An important consequence of Ca2+ activation of AGC1-MAS is the supply of pyruvate to mitochondria [24]. In fact, the supply of exogenous pyruvate fully reverts the limited stimulation of respiration in response to different workloads observed in AGC1-deficient neurons [36, 55], suggesting that pyruvate supply controls neuronal respiration either on glucose or lactate [38]. The affinity for Ca2+ of AGC1-MAS is about 300 nM [15, 24], a value lower than the apparent affinity for Ca2+ of the mitochondrial Ca2+ uniporter (MCU), another Ca2+ target in mitochondria, and probably the major one in AGC1-deficient neurons.

In sum, the strong stimulation of respiration in cultured neurons and their ability to use external lactate via MAS for that purpose support ANLS, at least under basal and mild activation conditions.

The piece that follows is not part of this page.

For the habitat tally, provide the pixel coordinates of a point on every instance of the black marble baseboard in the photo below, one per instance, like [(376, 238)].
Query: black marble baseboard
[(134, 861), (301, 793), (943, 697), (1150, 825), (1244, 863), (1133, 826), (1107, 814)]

However, recent findings by Yellen’s lab have questioned the notion that in vivo activated neurons take up lactate from the extracellular medium [19, 20]. In fact, using biosensors expressed in neurons, it was shown that synaptic (electrical) stimulation of hippocampal dentate granule neurons or the whisker stimulation of neurons in layers II/III of the primary somatosensory barrel cortex of an awake mouse was accompanied with rapid increases in cytosolic NADH and, in dentate gyrus neurons, also with increases in cytosolic lactate. Importantly, the use of the specific MCT1 and MCT2 inhibitor AR-C155858 which prevented the uptake of lactate from the extracellular medium in hippocampal slices, did not prevent the stimulation-induced increase in lactate levels. This indicated that it arose from an increase in glycolysis and lactate formation in the stimulated neuron itself [19] although it was somewhat surprising that lactate over-accumulation in the presence of AR-C155858 was not observed. It would be interesting to know whether this presumably neuronal lactate production is maintained or varies depending on the stimulation conditions.

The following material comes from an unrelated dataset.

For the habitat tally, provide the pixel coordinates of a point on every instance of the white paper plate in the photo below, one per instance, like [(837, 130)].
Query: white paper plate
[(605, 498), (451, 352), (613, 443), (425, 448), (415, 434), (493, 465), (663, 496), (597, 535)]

Regardless of that, as a standing lactate gradient exists, with higher lactate concentration in astrocytes than neurons [43], neuronal lactate may be extruded to nearby neurons with lower lactate concentrations or to the extracellular space. In fact, claims for the possible formation of lactate by neurons under strong stimulation conditions are not new. Indeed, studies in isolated brain mitochondria indicated that high calcium loads, below those required to induce the permeability transition, cause an inhibition of the malate aspartate shuttle which is expected to slow down glycolysis, and increase lactate and NADH formation [16]. This effect was attributed to an inhibition of the second transporter of the malate aspartate shuttle, the oxoglutarate-malate carrier (OGC/Slc25a11). Inhibition would be due to competition between oxoglutarate dehydrogenase and the OGC for the common substrate oxoglutarate (OG). Activation by matrix Ca2+ of oxoglutarate dehydrogenase lowers its Km for OG with a drop in matrix OG concentration resulting in lower OG efflux along OGC and a resulting drop in MAS activity. An inhibition of MAS under strong stimulation conditions has also been proposed in cultured neurons [6, 59], but Díaz-García et al. [19] did not find evidence for an inhibition of the shuttle. Whether this mechanism of shuttle inhibition actually operates in vivo is still an open question.